In reporting the state of freedom of expression and assembly, Amnesty primarily reflected how new laws were proposed in parliament - with a majority of pro-government MPs - then expedited and ratified without adequate discussion or committee analysis.
This refers to President Abdulla Yameen’s ratification of the first-ever amendment to the law on freedom of assembly and a separate draft law that criminalized defamation.
“The law is vaguely worded and broad in its application, giving the authorities wide discretion to target and silence peaceful critics” the report said about the draft bill for defamation.
Amnesty also noted how journalists that protested the vote outside parliament were also arrested, and expressed concern about restrictions on newspapers and the arrests of four RaajjeTV journalists. The report took note of the incredibly slow progress on missing journalist Ahmed Rilwan’s case.

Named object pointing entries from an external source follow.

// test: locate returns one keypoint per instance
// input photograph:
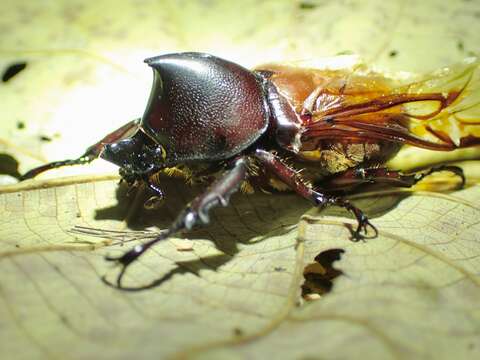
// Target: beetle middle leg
(291, 178)
(195, 213)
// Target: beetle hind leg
(291, 178)
(381, 175)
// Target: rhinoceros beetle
(207, 115)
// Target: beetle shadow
(247, 220)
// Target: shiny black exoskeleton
(215, 117)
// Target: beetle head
(137, 154)
(203, 107)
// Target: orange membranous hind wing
(439, 112)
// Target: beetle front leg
(90, 154)
(197, 212)
(291, 178)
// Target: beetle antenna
(82, 160)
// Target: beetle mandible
(207, 115)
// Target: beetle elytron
(211, 118)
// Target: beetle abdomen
(203, 108)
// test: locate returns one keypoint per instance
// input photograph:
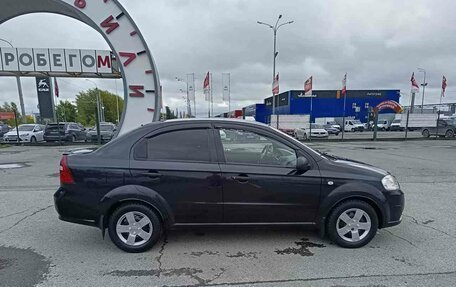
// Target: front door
(180, 164)
(259, 184)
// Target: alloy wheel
(134, 228)
(353, 225)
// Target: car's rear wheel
(425, 133)
(134, 228)
(352, 224)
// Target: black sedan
(198, 172)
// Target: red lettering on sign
(106, 61)
(108, 23)
(137, 91)
(130, 56)
(80, 4)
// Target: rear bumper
(71, 208)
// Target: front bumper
(395, 201)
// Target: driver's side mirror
(302, 165)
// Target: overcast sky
(378, 43)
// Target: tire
(121, 217)
(449, 134)
(336, 224)
(425, 133)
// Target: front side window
(182, 145)
(245, 147)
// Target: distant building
(330, 103)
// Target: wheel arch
(134, 194)
(369, 194)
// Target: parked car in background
(383, 125)
(68, 132)
(354, 126)
(183, 173)
(31, 133)
(317, 131)
(332, 130)
(107, 131)
(396, 125)
(445, 128)
(4, 128)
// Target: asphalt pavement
(36, 249)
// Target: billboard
(58, 62)
(43, 88)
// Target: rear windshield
(55, 127)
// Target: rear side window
(182, 145)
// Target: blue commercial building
(258, 111)
(330, 103)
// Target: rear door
(259, 185)
(179, 163)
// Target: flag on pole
(443, 86)
(56, 88)
(191, 87)
(226, 81)
(275, 85)
(308, 87)
(207, 87)
(415, 87)
(344, 85)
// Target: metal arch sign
(111, 20)
(393, 105)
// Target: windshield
(106, 128)
(26, 128)
(297, 142)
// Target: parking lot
(37, 248)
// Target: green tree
(11, 107)
(86, 106)
(65, 112)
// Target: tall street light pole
(189, 107)
(274, 28)
(19, 87)
(424, 84)
(97, 119)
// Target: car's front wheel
(134, 228)
(352, 224)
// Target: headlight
(390, 183)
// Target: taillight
(65, 174)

Further, changes to freedom of assembly entail that political activities, street protests, and marches can only be held with written permission from the police.
“The authorities increasingly ignored constitutional safeguards on the right to a fair trial, as evidenced by a string of criminal cases against political opponents” Amnesty said about unfair trials in the Maldives.

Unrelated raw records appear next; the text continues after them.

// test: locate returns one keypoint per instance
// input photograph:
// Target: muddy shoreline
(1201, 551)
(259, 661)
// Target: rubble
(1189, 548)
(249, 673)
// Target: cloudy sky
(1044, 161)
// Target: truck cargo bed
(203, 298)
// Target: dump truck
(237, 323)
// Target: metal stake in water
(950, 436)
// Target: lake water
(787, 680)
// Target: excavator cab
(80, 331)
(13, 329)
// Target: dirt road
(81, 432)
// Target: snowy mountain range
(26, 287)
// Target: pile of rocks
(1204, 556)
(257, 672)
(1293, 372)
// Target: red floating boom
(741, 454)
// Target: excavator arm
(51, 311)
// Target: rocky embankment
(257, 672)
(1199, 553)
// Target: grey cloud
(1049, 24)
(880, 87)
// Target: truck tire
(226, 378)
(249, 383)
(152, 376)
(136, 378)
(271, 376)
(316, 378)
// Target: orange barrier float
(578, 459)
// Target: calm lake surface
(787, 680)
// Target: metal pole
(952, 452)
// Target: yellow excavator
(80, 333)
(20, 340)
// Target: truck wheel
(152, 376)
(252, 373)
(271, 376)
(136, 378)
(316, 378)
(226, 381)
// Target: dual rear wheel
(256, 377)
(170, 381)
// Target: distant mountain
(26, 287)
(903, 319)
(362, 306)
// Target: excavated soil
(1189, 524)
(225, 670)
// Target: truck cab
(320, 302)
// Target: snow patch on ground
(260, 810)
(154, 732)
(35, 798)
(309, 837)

The report went on to criticize a lack of transparent practices in the judiciary, especially in the highly-publicized trials against Mohamed Nasheed - former President and the latest recipient of the Geneva Summit’s courage award, Former Defense Minister Mohamed Nazim, President Yameen’s former Vice President Ahmed Adeeb, and other ‘political prisoners’.
With ‘deeply’ politicized trials still ongoing, the body charged with judicial oversight, Judicial Services Commission, has been unable to maintain impartiality in legal proceedings.
Amnesty has long criticized Maldives’ ‘deteriorating’ human rights condition, including the controversial sentence to flog an abused minor, President Yameen’s state-of emergency over, and the country’s embittered statements over critisism of human rights violations before leaving the Commonwealth.
“Instead of complaining about unfair treatment, the Maldives government should look at engaging more constructively with the international community” Amnesty International said in 2015.